Wat laat Jesaja zijn volk doef beseffen? Jesaja 9:3 3 Want het juk van hun last, de stok op hun schouders, en de knuppel van hun slavendrijver hebt U verbroken als eens op Midiansdag. Vers 3 geeft aan wat de reden is van de vreugde in het vorige vers. Het is de vreugde van de verlossing door de HEERE. Het juk, de stok en de knuppel, de symbolen van de machten die Israël hebben onderdrukt, zijn allemaal verbroken.
Waar wijst Midiansdag heen? Jesaja 9:3, laatste deel; zie Richteren 7:19-25 hebt U verbroken als eens op Midiansdag. De Midiansdag herinnert aan de overwinning die Gideon op Midian behaalde. Toen verloste de HEERE Zijn volk, niet door de militaire kracht van dat volk, waar op het vandaag zo vertrouwt, maar door Zijn eigen keus van een klein gezelschap.
Hoe groot was het leger van Midian en zijn bondgenoten? Richteren 7:12 En Midian en Amalek en al de mensen van het oosten zo talrijk lagen in het dal, als sprinkhanen. En hun kamelen waren ontelbaar, zo talrijk als de zandkorrels die zich aan de oever van de zee bevinden.

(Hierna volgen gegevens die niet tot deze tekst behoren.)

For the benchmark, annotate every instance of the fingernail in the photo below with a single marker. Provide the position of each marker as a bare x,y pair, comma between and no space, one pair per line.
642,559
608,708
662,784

Hoeveel man vond God voldoende voor Gideon en wat wil God Zijn kinderen leren? Richteren 7:7, eerste deel 7 Toen zei de HEERE tegen Gideon: Door de driehonderd man die gelikt hebben, zal Ik u verlossen en Midian in uw hand geven. Filippenzen 4:13 Alle dingen zijn mij mogelijk door Christus, Die mij kracht geeft. Als wij de vijand willen bestrijden in eigen kracht, speelt dat de vijand alleen maar in de kaart. Maar als wij zwak zijn, dan zijn wij sterk (zie 2 Koningen 12:10; contrast: 2 Kronieken 28:21), want dan is Hij onze kracht. We vermogen alles door Hem Die ons kracht geeft.

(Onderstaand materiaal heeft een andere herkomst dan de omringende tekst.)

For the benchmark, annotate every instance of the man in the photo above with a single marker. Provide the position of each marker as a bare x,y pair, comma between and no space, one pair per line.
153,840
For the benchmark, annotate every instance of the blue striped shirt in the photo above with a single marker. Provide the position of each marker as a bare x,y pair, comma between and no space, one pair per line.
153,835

Op wiens schouders heeft de Schepper de heerschappij over hemel en aarde gelegd? Jesaja 9:5 5 Want een Kind is ons geboren, een Zoon is ons gegeven, en de heerschappij rust op Zijn schouder. En men noemt Zijn Naam Wonderlijk, Raadsman, Sterke God, Eeuwige Vader, Vredevorst.
Hoelang zal Zijn Koninkrijk zijn? Lukas 1:33, zie Openbaring 11:15, zie Daniël 2:44, zie 2 Samuel 7:16, zie Hebreeën 1:8, zie 2 Petrus 3:12 33 en Hij zal over het huis van Jakob Koning zijn tot in eeuwigheid en aan Zijn Koninkrijk zal geen einde komen. De duur van Zijn heerschappij zal eindeloos zijn Hij zal niet door een andere heerser worden opgevolgd. De belofte dat Hij op de troon van Zijn vader David zal zitten, zal in vervulling gaan. Het is een troon die tot in alle eeuwigheid is. Zijn eindeloze regering zal uitmonden in de dag van God met zijn nieuwe hemelen en een nieuwe aarde, waar gerechtigheid woont.